Extended data model for isoform tracking:
- Added optional isoform field to ExistingAnnotation in gene_review.yaml schema
- Updated GOAAnnotation dataclass in goa_validator.py to extract isoform from gene product ID
- UniProt isoform IDs (e.g., P19544-1) are now automatically detected and stored
- Added comprehensive tests for isoform extraction and seeding
- All 29 GOA validator tests pass
Human genes with isoform-specific annotations identified in existing GOA files:
- BCL2L12 (Q9HB09-1)
- DAB2IP (Q5VWQ8-2)
- NFS1 (Q9Y697-2)
- PTEN (P60484-2)
- SGCA (Q16586-2)
- WT1 (P19544-1)
2026-01-16
Initial project creation.
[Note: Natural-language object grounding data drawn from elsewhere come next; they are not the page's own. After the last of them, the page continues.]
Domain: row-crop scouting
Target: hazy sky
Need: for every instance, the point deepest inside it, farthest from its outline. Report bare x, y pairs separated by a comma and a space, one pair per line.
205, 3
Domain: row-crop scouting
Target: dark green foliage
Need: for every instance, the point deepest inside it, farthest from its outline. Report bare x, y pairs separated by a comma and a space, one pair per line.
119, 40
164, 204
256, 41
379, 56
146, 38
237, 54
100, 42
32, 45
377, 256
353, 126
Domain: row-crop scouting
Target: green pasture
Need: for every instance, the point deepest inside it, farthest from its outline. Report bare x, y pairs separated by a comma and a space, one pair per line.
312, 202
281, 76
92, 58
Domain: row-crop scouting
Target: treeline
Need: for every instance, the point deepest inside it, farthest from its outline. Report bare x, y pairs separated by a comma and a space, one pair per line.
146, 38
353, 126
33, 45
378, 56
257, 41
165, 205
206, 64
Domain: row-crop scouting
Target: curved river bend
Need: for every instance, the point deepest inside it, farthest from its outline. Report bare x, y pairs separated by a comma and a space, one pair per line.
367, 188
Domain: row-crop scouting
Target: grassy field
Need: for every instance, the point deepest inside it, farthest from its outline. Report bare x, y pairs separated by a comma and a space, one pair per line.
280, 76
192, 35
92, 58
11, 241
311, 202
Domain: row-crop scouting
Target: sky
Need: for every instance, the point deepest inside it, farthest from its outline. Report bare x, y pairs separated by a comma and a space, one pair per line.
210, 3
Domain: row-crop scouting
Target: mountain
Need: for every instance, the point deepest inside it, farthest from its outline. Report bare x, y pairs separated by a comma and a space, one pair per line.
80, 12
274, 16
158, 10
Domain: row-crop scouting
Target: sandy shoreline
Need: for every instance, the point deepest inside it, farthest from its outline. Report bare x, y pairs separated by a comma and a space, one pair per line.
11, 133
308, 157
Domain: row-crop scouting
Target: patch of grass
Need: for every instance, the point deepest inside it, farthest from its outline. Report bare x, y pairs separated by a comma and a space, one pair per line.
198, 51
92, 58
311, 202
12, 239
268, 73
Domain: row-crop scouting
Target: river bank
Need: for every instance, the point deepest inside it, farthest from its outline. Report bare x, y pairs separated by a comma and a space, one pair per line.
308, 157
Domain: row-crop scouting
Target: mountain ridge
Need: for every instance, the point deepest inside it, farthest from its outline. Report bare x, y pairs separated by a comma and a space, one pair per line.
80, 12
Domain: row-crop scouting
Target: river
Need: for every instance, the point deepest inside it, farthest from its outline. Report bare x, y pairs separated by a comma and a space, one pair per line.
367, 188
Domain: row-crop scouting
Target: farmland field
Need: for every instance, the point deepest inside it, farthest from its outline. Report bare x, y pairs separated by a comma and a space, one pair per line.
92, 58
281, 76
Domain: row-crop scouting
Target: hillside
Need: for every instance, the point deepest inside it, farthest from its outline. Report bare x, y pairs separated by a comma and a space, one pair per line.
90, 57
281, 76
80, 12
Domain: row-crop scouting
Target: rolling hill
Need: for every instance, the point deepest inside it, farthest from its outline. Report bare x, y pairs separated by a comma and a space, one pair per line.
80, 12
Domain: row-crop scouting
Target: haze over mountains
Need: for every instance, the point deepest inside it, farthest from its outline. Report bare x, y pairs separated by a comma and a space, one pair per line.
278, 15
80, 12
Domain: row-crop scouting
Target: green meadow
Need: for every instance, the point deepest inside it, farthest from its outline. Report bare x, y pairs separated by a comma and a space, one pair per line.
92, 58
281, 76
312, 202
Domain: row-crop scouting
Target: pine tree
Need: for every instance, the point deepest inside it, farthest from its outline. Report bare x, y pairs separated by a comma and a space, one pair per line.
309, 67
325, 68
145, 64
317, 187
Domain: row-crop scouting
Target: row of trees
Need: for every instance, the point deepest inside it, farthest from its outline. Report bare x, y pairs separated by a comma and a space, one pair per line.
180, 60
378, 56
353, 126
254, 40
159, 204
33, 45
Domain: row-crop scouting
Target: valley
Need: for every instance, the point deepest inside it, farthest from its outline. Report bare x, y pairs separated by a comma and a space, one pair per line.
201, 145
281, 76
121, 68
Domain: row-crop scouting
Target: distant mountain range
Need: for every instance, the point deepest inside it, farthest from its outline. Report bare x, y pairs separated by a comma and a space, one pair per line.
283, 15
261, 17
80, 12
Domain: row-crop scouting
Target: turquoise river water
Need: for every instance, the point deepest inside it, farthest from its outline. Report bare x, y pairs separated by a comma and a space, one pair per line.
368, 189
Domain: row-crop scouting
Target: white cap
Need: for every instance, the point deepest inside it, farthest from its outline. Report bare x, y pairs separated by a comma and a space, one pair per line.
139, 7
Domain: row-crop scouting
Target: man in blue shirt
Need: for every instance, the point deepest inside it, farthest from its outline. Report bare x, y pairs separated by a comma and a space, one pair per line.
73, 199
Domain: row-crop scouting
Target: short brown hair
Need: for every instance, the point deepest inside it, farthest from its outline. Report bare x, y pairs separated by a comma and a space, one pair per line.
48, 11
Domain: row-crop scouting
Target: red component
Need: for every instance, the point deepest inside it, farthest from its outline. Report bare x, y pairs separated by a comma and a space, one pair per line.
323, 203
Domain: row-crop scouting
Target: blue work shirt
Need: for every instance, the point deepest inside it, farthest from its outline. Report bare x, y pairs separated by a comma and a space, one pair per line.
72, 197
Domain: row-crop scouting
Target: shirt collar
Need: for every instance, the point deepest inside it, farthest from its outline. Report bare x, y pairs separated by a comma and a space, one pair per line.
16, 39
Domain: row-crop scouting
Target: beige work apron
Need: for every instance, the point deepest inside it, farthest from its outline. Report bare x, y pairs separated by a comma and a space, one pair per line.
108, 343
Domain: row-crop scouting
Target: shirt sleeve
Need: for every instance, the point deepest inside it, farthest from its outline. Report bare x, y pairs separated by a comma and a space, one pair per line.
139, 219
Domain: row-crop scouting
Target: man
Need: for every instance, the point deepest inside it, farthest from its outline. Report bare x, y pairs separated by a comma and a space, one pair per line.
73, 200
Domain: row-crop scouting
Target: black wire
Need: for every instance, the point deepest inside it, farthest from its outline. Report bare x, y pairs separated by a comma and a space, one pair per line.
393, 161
Research conducted on classic isoform cases:
Key findings from literature search:
- AGRN (Agrin) - Excellent paradigm case
- Z+ isoforms (neuronal): contain 8-19 AA inserts, potent AChR clustering activity
- Z- isoforms (muscle): lack inserts, no clustering activity
- Regulated by NOVA1/2 and PTBP1 during neuronal differentiation
-
Clinical relevance: mis-splicing in SMA
-
BCL2L1 (Bcl-x) - Classic antagonistic isoforms
- Bcl-xL (long): anti-apoptotic, contains BH1-4 domains
- Bcl-xS (short): pro-apoptotic, lacks BH1/BH2
- Alternative 5' splice site selection in exon 2
-
Cancer relevance: Bcl-xL overexpression confers drug resistance
-
VEGFA - Differential matrix binding
- VEGF121: freely diffusible, no heparin binding
- VEGF165: intermediate, binds heparin, NRP1 coreceptor
- VEGF189: matrix-bound, densest vessel sprouting
-
Different vascular patterning outcomes
-
FAS/CD95 - Membrane vs soluble antagonism
- Membrane Fas: triggers apoptosis
- Soluble Fas (lacks exon 6/TM domain): inhibits apoptosis
-
At least 7 isoforms identified
-
FN1 (Fibronectin) - Embryonic/wound healing specific
- EDA/EDB (EIIIA/EIIIB) domains: alternative exons
- Plasma FN: lacks both, soluble
- Cellular FN: contains EDA/EDB, embryonic, wound healing
- Double-null embryos have cardiovascular defects
Decision on DSCAM: Include with caveats - human DSCAM does NOT have the 38,016 isoform diversity of Drosophila Dscam1. The vertebrate equivalent is clustered protocadherins. Still worth reviewing but with lower priority.
Next steps: Begin with AGRN as it has clear, well-documented isoform-specific functions with clinical relevance.